There is a way to change and improve it. It can be done, and the first step is to talk to local communities about moves like this and to talk to independent scientists and undertake the assessments that we need to have.

Madam Speaker, I want to leave time for other people to make contributions before I return to wind up this debate.

Dr WOODRUFF (Franklin) - Madam Speaker, I am very disappointed and as will the community to hear that Labor will not be supporting this motion. It is unfortunate that the member for Lyons, Jen Butler, was not in the House.

Ms O'Connor - Or Ms White.

Dr WOODRUFF - Or the member for Lyons, Ms White, to hear the issues that their community are raising. This is a key issue for people living in the southern beaches and Tasman Peninsula right now.

Nothing that the minister said is surprising because the problem with the Liberals in government has been a failure to put in place the tough regulations that they say are needed. The minister started off talking about the $730 million or $740 million industry. That is clearly the only objective here: to open the door. Open the door for the industry to operate in whatever manner they so wish on publicly-owned waterways, affecting the communities and as we have seen from Macquarie Harbour absolutely totally damaging marine environments. They are not even staying to clean up the mess they have made. They are springboarding out of Macquarie Harbour and jumping to other sites around the state.

The point is that the whole approval of this so-called temporary permit has not been done in anything like an independent way. The minister has called the Greens to account for reflecting on the independence of the EPA. A motion was moved at the Dodges Ferry meeting by the room to censure the Director of the EPA for the approvals that he has waved through on the basis of the material that Huon Aquaculture gave him for this development. The problem is that we do not have a truly independent EPA.

Truly independent authorities say in the establishing legislation that the Government cannot direct or interfere with them. What we have in the EPA's legislation stipulates the opposite. That they must comply with directions from the minister. Section 15 of the Environmental Management and Pollution Control Act 1994 sets out that the minister must provide the board with a statement of expectations, and section 15 stipulates the board must not act in a way that is inconsistent with the statement of expectations. The statement of expectations that has been issued to the EPA includes taking into account Tasmanian Government policies as well as policies advised by the minister in writing. That leaves the door open for the minister effectively to direct the EPA on any matter at any time through policy statements. An example of those policies is page 3 of the statement of expectations that says the minister expects the EPA to facilitate affluence and productivity.

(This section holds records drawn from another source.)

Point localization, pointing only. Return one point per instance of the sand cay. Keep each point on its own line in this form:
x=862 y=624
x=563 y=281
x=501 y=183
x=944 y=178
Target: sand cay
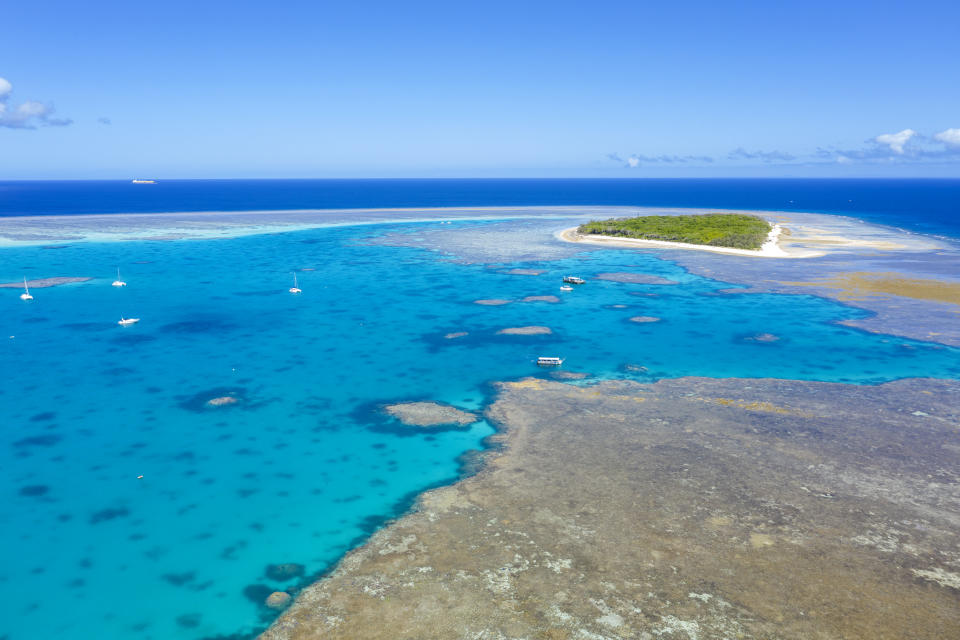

There you go. The communities of southern beaches and Tasman Peninsula do not have the answer they want. There are desperate people and there are many people talking about this as being the straw that broke the camel's back. On the minister's head be it for any reputational damage that comes to this industry as a result of this absolutely outrageous, totally unassessed development into a completely new are for finfish farming, ostensibly for a short-term period to solve the problems of an industry that has never cared about the effects on the other environments or communities.